Born nearly a century and a half ago, he died in 1958, but his post-impressionist depictions of the west of Ireland have become iconic, and his work is instantly recognisable.

Henry was born in Belfast, the son of a Baptist minister. His interest in art began at a very young age and at school in the Methodist College Belfast he first began drawing regularly. At the age of 15 he moved to the Royal Belfast Academical Institution, studying art at the Belfast School of Art. In his early 20s he moved to Paris to study at the Académie Julian and at Whistler’s Académie Carmen.

He married Emily Grace Mitchell who today is best known as the painter Grace Henry, and the couple returned to Ireland in 1910. For nearly a decade they lived on Achill Island, and it was there that he learned to capture the peculiar interplay of light and landscape which is specific to the West of Ireland.

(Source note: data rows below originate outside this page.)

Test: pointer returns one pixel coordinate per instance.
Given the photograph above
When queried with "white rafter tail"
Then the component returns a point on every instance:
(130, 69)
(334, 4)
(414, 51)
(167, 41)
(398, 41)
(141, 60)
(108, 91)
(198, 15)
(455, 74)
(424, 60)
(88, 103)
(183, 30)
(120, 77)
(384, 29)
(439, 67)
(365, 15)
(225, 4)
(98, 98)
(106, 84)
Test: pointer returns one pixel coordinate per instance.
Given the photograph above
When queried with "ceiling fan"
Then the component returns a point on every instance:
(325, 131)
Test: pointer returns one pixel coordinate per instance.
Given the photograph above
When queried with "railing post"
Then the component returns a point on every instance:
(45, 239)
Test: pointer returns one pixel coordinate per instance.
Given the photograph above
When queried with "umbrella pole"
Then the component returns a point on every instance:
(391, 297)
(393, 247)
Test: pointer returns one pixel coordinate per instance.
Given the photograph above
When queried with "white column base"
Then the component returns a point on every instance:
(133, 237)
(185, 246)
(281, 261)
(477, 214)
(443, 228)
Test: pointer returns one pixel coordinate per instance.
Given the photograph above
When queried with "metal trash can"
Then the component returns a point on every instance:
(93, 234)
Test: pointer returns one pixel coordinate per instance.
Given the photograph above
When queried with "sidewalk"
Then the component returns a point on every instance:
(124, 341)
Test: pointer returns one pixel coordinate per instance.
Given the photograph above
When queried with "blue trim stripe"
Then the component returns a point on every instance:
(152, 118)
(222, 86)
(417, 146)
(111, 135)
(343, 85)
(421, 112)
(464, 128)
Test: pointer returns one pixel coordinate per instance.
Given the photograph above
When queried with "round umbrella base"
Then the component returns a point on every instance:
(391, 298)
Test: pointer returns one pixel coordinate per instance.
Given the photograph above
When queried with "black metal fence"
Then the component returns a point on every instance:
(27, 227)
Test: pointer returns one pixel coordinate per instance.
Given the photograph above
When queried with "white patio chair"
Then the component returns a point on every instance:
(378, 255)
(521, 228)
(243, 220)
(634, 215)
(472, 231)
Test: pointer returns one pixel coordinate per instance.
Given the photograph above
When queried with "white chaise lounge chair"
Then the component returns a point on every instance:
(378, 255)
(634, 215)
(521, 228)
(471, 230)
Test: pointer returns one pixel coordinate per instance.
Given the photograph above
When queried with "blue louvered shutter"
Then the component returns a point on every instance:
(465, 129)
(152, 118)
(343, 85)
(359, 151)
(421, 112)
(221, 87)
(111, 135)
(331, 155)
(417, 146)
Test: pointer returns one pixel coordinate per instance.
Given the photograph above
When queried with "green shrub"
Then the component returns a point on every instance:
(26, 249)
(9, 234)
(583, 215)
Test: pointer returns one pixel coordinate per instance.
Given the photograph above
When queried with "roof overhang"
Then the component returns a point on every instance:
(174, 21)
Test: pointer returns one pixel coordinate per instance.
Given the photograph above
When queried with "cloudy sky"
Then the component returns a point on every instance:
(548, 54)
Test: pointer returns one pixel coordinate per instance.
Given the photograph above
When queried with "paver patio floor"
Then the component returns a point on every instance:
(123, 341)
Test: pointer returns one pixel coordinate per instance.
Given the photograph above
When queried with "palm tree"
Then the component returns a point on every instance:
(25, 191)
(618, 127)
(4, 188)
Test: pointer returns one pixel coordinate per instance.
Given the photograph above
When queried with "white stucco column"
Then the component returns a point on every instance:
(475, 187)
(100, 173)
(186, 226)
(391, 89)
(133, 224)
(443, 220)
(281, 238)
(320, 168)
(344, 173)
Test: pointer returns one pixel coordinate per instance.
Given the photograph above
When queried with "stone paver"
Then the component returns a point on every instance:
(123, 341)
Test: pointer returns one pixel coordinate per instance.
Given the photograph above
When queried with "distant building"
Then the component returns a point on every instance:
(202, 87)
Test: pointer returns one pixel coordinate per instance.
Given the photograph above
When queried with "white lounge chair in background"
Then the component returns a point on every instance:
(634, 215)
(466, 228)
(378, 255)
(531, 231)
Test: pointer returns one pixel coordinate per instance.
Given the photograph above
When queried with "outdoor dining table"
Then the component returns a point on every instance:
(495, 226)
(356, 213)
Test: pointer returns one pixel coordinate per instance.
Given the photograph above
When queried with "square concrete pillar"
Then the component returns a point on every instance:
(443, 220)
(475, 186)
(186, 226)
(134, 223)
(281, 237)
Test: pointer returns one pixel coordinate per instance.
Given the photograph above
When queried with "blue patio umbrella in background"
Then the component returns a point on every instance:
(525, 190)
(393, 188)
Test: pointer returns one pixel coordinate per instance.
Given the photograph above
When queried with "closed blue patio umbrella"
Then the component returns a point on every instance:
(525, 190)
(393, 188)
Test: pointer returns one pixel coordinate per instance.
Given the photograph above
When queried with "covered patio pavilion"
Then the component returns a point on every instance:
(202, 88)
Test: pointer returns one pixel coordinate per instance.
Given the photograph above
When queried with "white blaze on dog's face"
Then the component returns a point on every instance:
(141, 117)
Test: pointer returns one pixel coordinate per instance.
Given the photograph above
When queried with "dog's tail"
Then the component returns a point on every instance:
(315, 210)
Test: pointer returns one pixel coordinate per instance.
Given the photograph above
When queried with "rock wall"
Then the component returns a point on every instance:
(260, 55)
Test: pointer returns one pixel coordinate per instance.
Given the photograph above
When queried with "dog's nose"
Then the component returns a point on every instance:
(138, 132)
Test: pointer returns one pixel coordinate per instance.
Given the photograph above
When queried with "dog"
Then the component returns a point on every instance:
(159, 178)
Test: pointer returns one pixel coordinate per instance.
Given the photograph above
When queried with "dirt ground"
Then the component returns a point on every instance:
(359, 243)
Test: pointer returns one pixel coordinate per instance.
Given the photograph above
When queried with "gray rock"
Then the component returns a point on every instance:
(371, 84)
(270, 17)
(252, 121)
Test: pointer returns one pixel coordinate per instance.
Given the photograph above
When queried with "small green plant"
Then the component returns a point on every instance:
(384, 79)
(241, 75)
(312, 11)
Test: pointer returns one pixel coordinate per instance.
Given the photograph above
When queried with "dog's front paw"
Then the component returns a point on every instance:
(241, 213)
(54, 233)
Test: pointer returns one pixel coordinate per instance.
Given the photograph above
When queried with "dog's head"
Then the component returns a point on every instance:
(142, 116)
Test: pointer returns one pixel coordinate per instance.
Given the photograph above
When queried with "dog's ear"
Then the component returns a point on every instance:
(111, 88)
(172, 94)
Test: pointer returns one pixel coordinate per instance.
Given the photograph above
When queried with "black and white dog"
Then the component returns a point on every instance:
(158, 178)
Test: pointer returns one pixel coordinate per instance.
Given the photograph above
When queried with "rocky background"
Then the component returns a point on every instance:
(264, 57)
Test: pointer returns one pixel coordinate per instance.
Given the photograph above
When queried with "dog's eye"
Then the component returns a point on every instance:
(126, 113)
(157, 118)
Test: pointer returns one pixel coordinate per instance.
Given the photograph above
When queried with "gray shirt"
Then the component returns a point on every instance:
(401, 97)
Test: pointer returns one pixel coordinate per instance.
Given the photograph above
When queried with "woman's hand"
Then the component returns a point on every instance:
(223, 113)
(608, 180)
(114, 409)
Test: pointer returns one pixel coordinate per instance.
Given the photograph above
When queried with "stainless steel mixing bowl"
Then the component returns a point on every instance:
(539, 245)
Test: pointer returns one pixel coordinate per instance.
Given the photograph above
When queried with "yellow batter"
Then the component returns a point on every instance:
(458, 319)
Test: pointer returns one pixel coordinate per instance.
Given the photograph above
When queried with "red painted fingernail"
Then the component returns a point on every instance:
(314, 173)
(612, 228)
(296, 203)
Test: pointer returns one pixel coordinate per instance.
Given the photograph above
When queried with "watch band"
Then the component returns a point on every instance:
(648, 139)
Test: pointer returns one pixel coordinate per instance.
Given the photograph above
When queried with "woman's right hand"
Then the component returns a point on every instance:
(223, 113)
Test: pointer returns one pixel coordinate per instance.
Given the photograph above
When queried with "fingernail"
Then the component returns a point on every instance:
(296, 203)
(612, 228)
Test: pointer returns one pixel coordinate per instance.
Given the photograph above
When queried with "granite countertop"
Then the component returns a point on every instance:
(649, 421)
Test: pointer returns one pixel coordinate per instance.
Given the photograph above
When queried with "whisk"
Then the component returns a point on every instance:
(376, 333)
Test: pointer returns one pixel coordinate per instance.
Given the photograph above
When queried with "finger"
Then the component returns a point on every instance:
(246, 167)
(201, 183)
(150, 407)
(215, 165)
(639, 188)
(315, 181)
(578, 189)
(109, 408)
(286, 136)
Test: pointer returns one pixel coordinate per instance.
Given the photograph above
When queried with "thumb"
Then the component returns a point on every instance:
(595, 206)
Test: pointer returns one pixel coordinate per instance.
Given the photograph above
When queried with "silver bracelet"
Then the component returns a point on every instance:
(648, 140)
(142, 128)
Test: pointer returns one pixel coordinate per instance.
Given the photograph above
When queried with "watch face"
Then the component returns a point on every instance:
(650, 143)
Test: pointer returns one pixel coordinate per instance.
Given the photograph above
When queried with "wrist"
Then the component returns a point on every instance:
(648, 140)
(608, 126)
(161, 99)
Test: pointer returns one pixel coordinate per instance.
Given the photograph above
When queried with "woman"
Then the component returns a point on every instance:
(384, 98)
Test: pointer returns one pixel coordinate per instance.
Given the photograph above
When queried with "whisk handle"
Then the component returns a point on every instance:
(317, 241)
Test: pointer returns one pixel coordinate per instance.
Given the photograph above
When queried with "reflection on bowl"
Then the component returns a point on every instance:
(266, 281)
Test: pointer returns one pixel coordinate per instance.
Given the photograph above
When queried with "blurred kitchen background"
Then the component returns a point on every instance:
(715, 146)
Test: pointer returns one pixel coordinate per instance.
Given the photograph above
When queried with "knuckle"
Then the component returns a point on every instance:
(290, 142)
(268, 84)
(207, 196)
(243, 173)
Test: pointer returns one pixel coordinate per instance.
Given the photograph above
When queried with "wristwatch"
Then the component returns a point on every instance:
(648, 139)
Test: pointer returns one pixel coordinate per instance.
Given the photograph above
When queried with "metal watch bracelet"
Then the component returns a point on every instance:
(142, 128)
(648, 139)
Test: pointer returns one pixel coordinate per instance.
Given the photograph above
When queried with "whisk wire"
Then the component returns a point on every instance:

In 1919 he moved to Dublin and the following year was one of the founders of the Society of Dublin Painters, originally a group of 10 artists. During this time Henry designed several railway posters, some of which achieved considerable sales. He separated from his wife in 1929 and his second wife was the artist Mabel Young.

For two decades, throughout the 1920s and 1930s, Henry was considered to be Ireland’s best-known artist. Notable among his influences was that which he had on the popular image of the west of Ireland.

After his move from Achill he appears to have stopped experimenting with his technique which he developed there. Nonetheless, he created a large body of familiar work which remains as a testament to his influence.

Incredibly for an artist, his use of colour was affected by his red-green colour blindness. Tragically, he lost his sight in 1945 and did not regain any vision before his death eight years later at his home in Bray.

A commemorative exhibition of Henry’s work was held at Trinity College, Dublin in 1973, and the National Gallery of Ireland held a major exhibition of his work in 2004.

A painting by Henry was featured on an episode of the BBC’s Antiques Roadshow in November 2006. The painting was given a value of approximately £40,000-£60,000 by the roadshow expert.

However, thanks to the buoyancy of the Irish art market at that time, it sold just weeks later for €260,000 in James Adams’ and Bonhams’ joint Important Irish Art Sale.

Given the explosion in prices now for Irish works, one wonders what it would make today.